En 1930, para ampliar la capacidad de molienda de la planta, es sustituido el motor original inglés, lo que permitió incrementar de 2 mil a 2,500 toneladas el procesamiento de la caña de azúcar.

Paradójicamente, la década de los 30's empieza a marcar el declive de la empresa, como consecuencia de los problemas laborales y de la crisis económica que afectaba a México.  En 1937, el Presidente Lázaro Cárdenas decreta la expropiación de las tierras  de la hacienda para beneficio de 630 campesinos.

Los obreros no se quisieron quedar atrás y pidieron que les dieran la fábrica, aunque no les hicieron caso.

El general y licenciado Aarón Sánchez, quien había ingresado como socio de los Almada en 1931, vendió sus acciones en 1941 a Don Manuel Suárez.

A sugerencia del general Manuel Ávila Camacho suge en 1944 el plan de instalar en Costa Rica el Ingenio "Rosales", idea que concreta Don Jorge Almada Salido al inaugurar en 1948 la nueva planta azucarera.

Empero, un año después, Don Manuel Suárez compra a Don Jorge las acciones de ambos ingenios, poniéndolos en manos de Sergio y Miguel Ángel Suárez.

La situación no se compuso: entre 1951 y 1953, el ingenio "La Primavera" es intervenido por la Financiera Nacional Azucarera , la cual designa como gerente al licenciado Enrique Rodarte, mismo que entrega el cargo en 1955 a Miguel Ángel Suárez, quien en 1973 es relevado por el ingeniero Jesús Serrano.

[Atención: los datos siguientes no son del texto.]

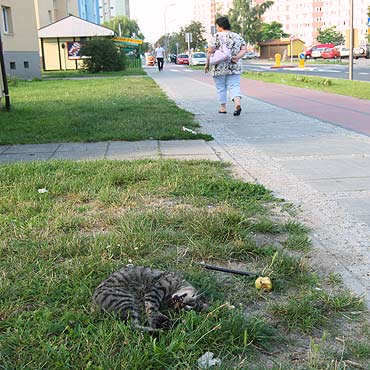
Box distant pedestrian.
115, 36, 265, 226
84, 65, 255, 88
154, 44, 164, 72
204, 17, 247, 116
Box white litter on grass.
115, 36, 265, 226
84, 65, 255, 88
182, 126, 197, 135
198, 352, 221, 369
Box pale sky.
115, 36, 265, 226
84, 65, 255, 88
130, 0, 193, 42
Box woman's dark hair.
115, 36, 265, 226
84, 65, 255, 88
216, 17, 231, 31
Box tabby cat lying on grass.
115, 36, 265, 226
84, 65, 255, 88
93, 266, 206, 332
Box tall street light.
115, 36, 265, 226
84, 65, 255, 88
348, 0, 353, 80
163, 3, 176, 52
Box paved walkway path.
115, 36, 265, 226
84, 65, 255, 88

Cuatro años más tarde, el propio Serrano entregó la fábrica a la Operadora Nacional de Ingenios, paraestatal creada por el Presidente Luis Echeverría Álvarez para asumir el control de la mayor parte de los ingenios del país.

De ahí a la fecha, "La Primavera" ha resistido a capa y espada, cambiando de manos, pero permaneciendo como uno de los principales soportes económicos de Navolato.

Por: Atenójenes Ríos

Fuente: 18 Encuentros con la Historia.